British MP Debbie Abrahams (Photo: Getty Images)
British MP Debbie Abrahams (Photo: Getty Images)

THE Indian High Commission in London has clarified that immigration officials in Delhi had deported British MP Debbie Abrahams because she “did not hold a valid visa”, and that there was “no provision for visa on arrival for UK nationals”.

The clarification came amid a controversy over India’s denial of entry on Sunday (16) to the Labour lawmaker, who had been critical of the Modi government scrapping special status to the Jammu and Kashmir region.

Abrahams, chair of Britain’s All Party Parliamentary Group on Kashmir, was travelling with an e-visa, which that had reportedly been revoked on Friday (14) for “activities which went against India’s national interests”.

In an earlier tweet, she had wondered “why was it [visa] revoked & when?”, and called the developments “very disappointing”.

Meanwhile, what caught the attention of many observers in India was one of her tweets on the issue, in which she asked: “Why didn’t they let me get a ‘visa on arrival’?”

Soon, social media hawks started accusing Abrahams of behaving under “colonial hangover”.

“After 14th August 1947, entering into India ceased being a ‘right’ for the Brits,” wrote Indian Defence Forum editor Yusuf Unjhawala.

Indian MP Rajeev Chandrasekar, too, commented on the denial of entry episode, and offered a word of advice for Abrahams and travellers in general.

Senior Congress leader and Supreme Court lawyer Abhishek Manu Singhvi backed the Indian government’s decision to deport Abrahams.
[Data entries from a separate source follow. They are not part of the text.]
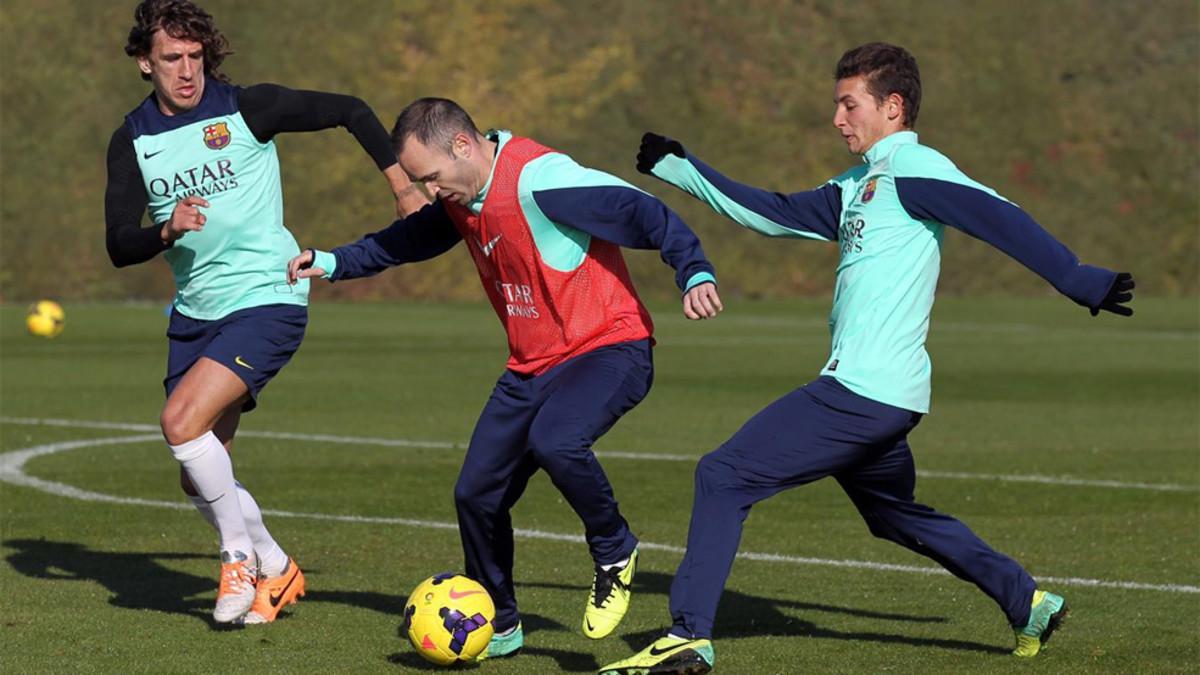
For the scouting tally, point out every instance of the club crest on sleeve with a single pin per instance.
(216, 136)
(869, 191)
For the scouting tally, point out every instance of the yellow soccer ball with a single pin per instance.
(45, 318)
(449, 619)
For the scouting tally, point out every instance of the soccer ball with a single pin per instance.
(45, 318)
(449, 619)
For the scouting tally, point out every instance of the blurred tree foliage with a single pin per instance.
(1085, 112)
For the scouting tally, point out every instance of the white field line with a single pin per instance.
(12, 471)
(613, 454)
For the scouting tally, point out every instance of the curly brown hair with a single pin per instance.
(180, 19)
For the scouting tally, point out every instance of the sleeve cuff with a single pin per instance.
(325, 261)
(673, 169)
(697, 279)
(1089, 285)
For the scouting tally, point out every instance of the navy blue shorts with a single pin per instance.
(255, 344)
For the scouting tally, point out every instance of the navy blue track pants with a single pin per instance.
(823, 429)
(547, 422)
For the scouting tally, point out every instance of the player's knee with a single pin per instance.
(178, 423)
(185, 484)
(709, 469)
(467, 493)
(555, 451)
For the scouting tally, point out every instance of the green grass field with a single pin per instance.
(1021, 388)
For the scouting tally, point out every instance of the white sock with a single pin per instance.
(205, 509)
(617, 565)
(209, 469)
(271, 559)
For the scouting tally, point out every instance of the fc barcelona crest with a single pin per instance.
(869, 191)
(216, 136)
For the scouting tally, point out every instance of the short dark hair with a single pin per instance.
(180, 19)
(888, 70)
(433, 123)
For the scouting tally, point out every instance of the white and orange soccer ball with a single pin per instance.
(45, 318)
(449, 619)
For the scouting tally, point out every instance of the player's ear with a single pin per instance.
(461, 145)
(894, 107)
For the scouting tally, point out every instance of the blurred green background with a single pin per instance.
(1086, 113)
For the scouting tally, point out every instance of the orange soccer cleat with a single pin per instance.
(275, 592)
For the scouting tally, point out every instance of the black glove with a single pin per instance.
(654, 148)
(1121, 292)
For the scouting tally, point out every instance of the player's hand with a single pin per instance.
(654, 148)
(1119, 294)
(702, 302)
(186, 217)
(300, 267)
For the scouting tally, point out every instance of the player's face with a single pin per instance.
(861, 120)
(456, 175)
(177, 70)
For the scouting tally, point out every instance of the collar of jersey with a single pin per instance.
(885, 145)
(501, 136)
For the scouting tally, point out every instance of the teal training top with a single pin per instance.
(239, 258)
(888, 216)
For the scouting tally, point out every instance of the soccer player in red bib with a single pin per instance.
(545, 234)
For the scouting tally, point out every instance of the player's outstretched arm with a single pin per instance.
(424, 234)
(270, 109)
(810, 215)
(607, 208)
(125, 201)
(930, 187)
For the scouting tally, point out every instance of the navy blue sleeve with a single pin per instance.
(270, 109)
(125, 201)
(421, 236)
(1007, 227)
(633, 219)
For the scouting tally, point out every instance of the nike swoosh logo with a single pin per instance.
(487, 249)
(659, 652)
(276, 599)
(457, 595)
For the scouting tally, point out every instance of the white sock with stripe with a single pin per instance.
(271, 559)
(209, 469)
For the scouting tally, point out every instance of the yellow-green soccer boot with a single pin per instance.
(504, 644)
(609, 599)
(1045, 616)
(669, 655)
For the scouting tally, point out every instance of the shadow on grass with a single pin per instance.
(743, 615)
(136, 580)
(139, 581)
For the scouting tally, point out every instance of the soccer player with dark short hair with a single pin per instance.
(887, 216)
(545, 234)
(198, 154)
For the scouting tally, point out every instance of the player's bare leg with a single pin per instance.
(198, 402)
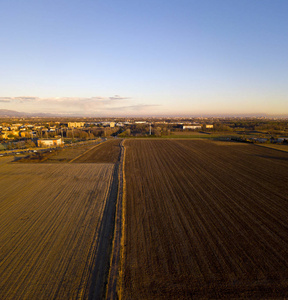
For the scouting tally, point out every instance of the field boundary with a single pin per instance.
(114, 286)
(101, 142)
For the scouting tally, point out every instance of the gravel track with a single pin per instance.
(50, 219)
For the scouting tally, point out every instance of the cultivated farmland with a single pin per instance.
(205, 219)
(51, 220)
(107, 152)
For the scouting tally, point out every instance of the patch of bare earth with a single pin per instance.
(205, 221)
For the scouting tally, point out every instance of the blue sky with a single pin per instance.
(153, 57)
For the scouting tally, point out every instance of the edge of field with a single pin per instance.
(114, 285)
(86, 152)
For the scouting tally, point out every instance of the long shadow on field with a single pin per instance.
(102, 260)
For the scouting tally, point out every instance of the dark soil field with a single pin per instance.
(205, 219)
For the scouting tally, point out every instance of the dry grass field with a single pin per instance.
(51, 216)
(205, 220)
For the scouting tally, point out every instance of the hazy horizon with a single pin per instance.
(154, 58)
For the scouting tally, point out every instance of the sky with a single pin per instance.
(144, 58)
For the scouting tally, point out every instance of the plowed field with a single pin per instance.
(107, 152)
(50, 218)
(205, 219)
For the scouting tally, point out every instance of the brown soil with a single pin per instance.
(107, 152)
(205, 221)
(52, 220)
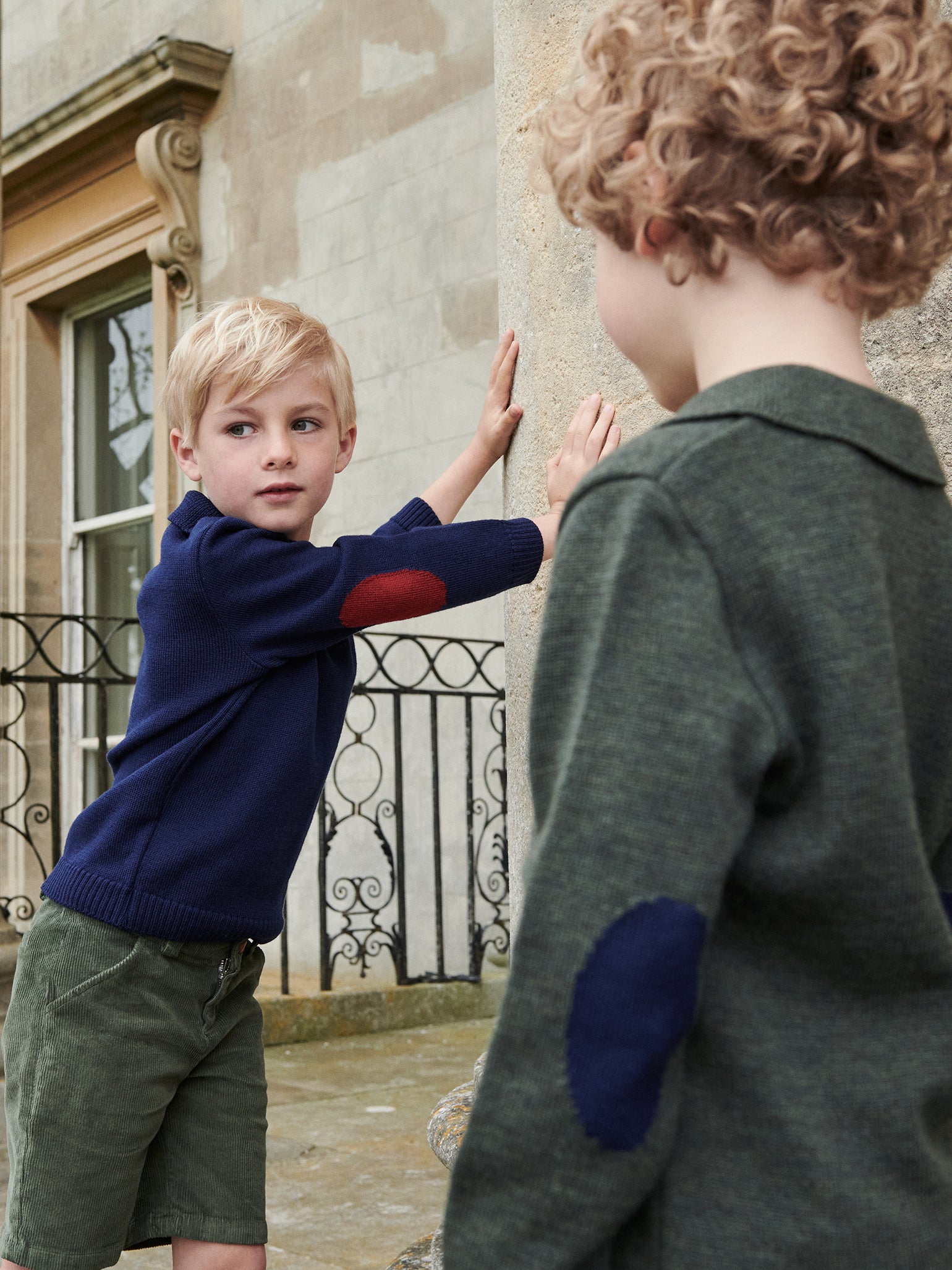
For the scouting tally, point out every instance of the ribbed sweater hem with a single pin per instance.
(525, 550)
(417, 514)
(143, 913)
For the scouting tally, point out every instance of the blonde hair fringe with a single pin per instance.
(249, 344)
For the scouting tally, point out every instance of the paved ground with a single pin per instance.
(351, 1178)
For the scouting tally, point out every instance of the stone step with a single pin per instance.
(351, 1013)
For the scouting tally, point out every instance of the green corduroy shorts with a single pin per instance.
(135, 1094)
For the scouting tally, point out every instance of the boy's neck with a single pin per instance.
(752, 318)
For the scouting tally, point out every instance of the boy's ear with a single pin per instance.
(184, 455)
(346, 449)
(654, 236)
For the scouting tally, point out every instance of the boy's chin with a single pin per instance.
(292, 521)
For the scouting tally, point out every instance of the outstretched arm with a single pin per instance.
(592, 436)
(448, 493)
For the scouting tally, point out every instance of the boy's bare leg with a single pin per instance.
(200, 1255)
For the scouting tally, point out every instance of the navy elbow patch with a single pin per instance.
(634, 1004)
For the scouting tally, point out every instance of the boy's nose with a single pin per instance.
(279, 456)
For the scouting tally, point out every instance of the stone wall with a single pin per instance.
(348, 166)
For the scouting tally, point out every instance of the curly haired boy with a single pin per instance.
(728, 1037)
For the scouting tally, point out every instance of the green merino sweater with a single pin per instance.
(726, 1042)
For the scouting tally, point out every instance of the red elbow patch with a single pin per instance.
(391, 597)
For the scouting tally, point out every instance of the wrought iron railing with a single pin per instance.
(412, 826)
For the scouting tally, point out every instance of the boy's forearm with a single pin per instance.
(548, 526)
(448, 493)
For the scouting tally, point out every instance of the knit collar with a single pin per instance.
(824, 406)
(193, 508)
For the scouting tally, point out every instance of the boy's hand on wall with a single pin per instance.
(499, 417)
(592, 436)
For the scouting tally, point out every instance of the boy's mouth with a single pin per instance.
(279, 492)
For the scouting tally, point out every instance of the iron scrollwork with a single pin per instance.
(362, 818)
(365, 912)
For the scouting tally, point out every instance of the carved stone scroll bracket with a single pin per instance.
(169, 156)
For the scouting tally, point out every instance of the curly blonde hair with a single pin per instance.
(813, 134)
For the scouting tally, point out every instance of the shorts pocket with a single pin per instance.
(87, 957)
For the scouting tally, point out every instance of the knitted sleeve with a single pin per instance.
(282, 600)
(648, 744)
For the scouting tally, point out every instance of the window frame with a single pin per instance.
(74, 535)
He went on to accuse her of being a “Pak proxy”.

Pakistani President also took to Twitter for a potshot at India. In an apparent reference to Kashmir, he said, “The world will find out despite India’s attempt to hide its atrocities.”
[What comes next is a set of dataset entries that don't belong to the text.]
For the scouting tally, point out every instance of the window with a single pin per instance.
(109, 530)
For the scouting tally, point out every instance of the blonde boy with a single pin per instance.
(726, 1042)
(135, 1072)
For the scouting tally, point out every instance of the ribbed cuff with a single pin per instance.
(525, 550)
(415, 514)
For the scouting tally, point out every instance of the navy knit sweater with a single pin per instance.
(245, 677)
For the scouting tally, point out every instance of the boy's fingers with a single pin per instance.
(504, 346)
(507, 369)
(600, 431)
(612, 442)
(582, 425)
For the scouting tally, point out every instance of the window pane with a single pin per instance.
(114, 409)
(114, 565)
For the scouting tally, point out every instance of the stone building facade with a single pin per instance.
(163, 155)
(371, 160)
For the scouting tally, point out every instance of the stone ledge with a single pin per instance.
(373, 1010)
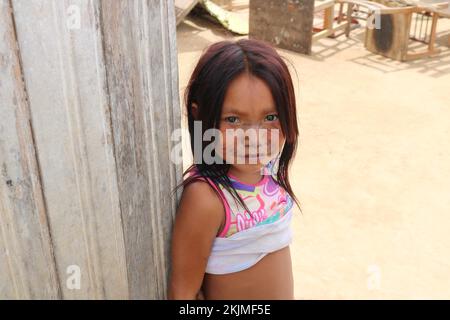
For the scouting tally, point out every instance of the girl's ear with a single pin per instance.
(195, 110)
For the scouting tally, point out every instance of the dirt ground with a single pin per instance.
(372, 171)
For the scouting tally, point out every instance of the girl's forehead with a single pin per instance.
(248, 95)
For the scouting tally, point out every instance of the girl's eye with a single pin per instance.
(271, 117)
(232, 119)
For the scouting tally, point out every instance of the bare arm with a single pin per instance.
(199, 217)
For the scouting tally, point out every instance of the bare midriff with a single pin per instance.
(270, 278)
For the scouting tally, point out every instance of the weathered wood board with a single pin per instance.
(88, 100)
(287, 24)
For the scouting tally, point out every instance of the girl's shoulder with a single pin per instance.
(201, 206)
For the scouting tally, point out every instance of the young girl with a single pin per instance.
(232, 230)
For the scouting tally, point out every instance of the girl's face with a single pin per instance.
(249, 106)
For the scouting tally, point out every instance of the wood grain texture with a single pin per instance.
(287, 24)
(85, 145)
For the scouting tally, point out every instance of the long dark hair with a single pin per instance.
(218, 66)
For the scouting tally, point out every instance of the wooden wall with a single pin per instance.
(88, 100)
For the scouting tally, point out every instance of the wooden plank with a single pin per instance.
(27, 265)
(284, 23)
(183, 7)
(64, 72)
(392, 39)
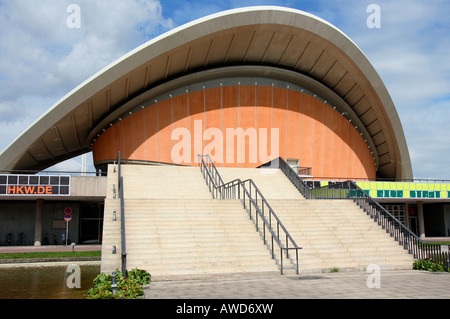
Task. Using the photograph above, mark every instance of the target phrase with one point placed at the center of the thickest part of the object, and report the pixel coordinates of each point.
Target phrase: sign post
(67, 218)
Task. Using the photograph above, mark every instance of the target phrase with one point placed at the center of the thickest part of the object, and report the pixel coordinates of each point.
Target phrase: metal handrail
(233, 189)
(401, 233)
(122, 217)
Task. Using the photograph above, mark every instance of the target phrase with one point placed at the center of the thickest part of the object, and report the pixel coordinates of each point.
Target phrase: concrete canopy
(279, 42)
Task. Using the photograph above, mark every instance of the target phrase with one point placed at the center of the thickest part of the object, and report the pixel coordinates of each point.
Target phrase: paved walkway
(390, 284)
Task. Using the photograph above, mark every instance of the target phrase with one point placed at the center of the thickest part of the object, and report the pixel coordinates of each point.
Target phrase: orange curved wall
(308, 130)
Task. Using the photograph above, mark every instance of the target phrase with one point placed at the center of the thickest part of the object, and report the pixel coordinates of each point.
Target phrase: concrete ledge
(40, 260)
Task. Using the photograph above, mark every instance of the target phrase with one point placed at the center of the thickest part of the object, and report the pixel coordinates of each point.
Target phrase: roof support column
(38, 222)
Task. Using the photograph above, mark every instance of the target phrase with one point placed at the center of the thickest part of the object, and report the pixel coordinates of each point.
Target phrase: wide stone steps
(175, 228)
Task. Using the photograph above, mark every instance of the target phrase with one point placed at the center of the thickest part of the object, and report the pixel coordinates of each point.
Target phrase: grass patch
(52, 254)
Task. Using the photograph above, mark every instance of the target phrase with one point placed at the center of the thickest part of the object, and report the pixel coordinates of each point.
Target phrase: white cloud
(42, 58)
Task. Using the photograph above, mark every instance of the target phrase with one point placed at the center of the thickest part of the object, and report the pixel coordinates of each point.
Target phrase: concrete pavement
(386, 284)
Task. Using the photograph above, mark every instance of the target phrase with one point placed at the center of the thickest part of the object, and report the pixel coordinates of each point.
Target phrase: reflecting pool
(47, 282)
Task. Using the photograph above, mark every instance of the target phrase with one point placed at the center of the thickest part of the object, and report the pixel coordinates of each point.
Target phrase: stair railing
(257, 207)
(401, 233)
(350, 190)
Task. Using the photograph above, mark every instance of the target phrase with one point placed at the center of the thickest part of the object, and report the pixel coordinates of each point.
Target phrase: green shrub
(427, 265)
(129, 287)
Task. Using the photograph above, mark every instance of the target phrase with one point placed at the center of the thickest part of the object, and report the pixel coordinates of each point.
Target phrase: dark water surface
(45, 282)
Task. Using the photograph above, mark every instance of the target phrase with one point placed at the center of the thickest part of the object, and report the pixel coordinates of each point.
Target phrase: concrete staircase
(175, 228)
(332, 233)
(337, 234)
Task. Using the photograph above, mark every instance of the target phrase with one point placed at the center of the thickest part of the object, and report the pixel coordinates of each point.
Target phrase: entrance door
(91, 223)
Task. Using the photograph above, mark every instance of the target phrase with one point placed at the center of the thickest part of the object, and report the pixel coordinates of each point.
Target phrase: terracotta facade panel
(209, 119)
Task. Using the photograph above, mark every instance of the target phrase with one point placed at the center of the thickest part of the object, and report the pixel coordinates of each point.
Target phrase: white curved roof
(270, 37)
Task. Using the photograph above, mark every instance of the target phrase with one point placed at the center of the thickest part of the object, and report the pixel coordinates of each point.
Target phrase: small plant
(129, 287)
(428, 265)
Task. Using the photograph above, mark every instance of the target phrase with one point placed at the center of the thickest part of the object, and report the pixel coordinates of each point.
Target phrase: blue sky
(42, 59)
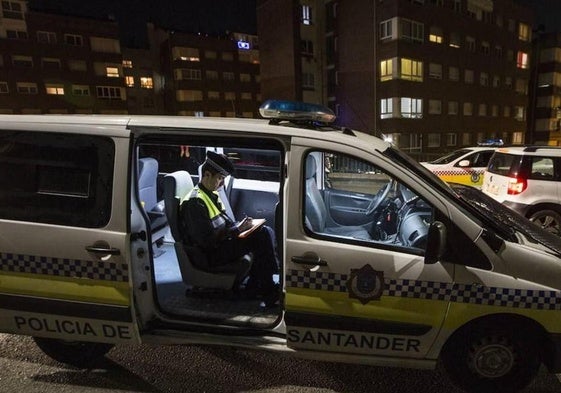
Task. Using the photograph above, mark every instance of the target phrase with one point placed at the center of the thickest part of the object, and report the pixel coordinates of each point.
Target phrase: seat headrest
(180, 182)
(147, 171)
(310, 167)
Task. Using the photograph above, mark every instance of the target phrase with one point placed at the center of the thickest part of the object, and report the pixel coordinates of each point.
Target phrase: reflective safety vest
(216, 215)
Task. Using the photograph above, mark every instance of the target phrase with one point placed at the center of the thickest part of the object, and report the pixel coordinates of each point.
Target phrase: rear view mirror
(436, 243)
The UK Foreign Office, meanwhile, said she had been offered consular assistance and were in contact with Indian authorities to evaluate the incident.

Abrahams had issued a letter raising concerns over the Indian government’s decision to scrap special status conferred upon J&K region in August last year.

“We are gravely concerned at the announcement by Indian Home Minister, Amit Shah, that Article 370 of the Indian Constitution, which grants special status to Jammu and Kashmir, has been removed by Presidential Order,” said the letter to UK Foreign Secretary Dominic Raab.